In 1870, John Tyndall demonstrated that light follows the curve of a stream of water pouring from a container, it was this simple principle that led to the study and development of applications for this phenomenon.
The advantages of using fiber optics
Because of the Low loss, high bandwidth properties of fiber cable they can be used over greater distances than copper cables, in data networks this can be as much as 2km without the use of repeaters. Their light weight and small size also make them ideal for applications where running copper cables would be impractical, and by using multiplexors one fiber could replace hundreds of copper cables.
There are many different types of fiber cable, but for the purposes of this explanation we will deal with one of the most common types, 62.5/125 micron loose tube. The numbers represent the diameters of the fiber core and cladding, these are measured in microns which are millionths of a metre. Loose tube fiber cable can be indoor or outdoor, or both, the outdoor cables usually have the tube filled with gel to act as a moisture barrier which stops the ingress of water. The number of cores in one cable can be anywhere from 4 to 144
Over the years a variety of core sizes have been produced but these days there are only three main sizes that are used in data communications, these are 50/125, 62.5/125 and 8.3/125. The 50/125 and 62.5/125 micron multi-mode cables are the most widely used in data networks, although recently the 62.5 has become the more popular choice. This is rather unfortunate, because the 50/125 has been found to be the better option for Gigabit Ethernet applications.
The 8.3/125 micron is a single mode cable which until now hasn't been widely used in data networking, this was due to the high cost of single mode hardware. Things are beginning to change because the length limits for Gigabit Ethernet over 62.5/125 fiber has been reduced to around 220m, and now, using 8.3/125 may be the only choice for some campus size networks. Hopefully, this shift to single mode may start to bring the costs down.
With copper cables larger size means less resistance and therefore more current, but with fiber the opposite is true. To explain this we first need to understand how the light propagates within the fiber core.
Light travels along a fiber cable by a process called 'Total Internal Reflection' (TIR), this is made possible by using two types of glass which have different refractive indexes. The inner core has a high refractive index and the outer cladding has a low index. This is the same principle as the reflection you see when you look into a pond.

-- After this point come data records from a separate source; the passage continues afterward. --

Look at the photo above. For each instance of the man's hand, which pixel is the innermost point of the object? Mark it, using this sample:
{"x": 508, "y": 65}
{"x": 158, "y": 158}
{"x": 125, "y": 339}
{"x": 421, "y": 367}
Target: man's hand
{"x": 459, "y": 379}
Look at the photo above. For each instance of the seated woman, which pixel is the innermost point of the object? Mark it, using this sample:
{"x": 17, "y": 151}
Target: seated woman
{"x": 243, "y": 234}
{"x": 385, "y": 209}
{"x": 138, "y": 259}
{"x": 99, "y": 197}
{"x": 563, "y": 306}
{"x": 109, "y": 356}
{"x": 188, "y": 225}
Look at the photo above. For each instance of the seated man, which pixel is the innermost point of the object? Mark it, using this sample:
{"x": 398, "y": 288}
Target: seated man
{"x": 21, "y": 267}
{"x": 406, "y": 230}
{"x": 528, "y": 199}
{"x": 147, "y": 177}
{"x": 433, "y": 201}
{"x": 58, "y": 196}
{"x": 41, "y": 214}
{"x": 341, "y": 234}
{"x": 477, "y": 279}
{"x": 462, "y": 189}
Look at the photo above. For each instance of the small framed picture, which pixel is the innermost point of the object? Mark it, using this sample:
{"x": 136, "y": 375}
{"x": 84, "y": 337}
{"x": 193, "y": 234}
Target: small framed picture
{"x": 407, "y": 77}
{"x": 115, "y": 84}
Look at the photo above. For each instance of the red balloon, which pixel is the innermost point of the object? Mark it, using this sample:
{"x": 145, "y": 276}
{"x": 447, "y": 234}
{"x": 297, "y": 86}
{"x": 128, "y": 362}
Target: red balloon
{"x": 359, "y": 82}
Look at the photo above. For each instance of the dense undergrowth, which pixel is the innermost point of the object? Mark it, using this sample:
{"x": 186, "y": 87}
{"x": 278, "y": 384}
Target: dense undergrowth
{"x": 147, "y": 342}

This has the effect of scattering the signal because the rays from one pulse of light, arrive at the far end at different times, this is known as Intermodal Dispersion (sometimes referred to as Differential Mode Delay, DMD).
To ease the problem, graded index fibres were developed. Unlike the examples above which have a definite barrier between core and cladding, these have a high refractive index at the centre which gradually reduces to a low refractive index at the circumference.
This slows down the lower order modes allowing the rays to arrive at the far end closer together, thereby reducing intermodal dispersion and improving the shape of the signal. The easiest way to avoid Intermodal dispersion is to allow only one mode of propagation. So a smaller core size means higher bandwidth and greater distances.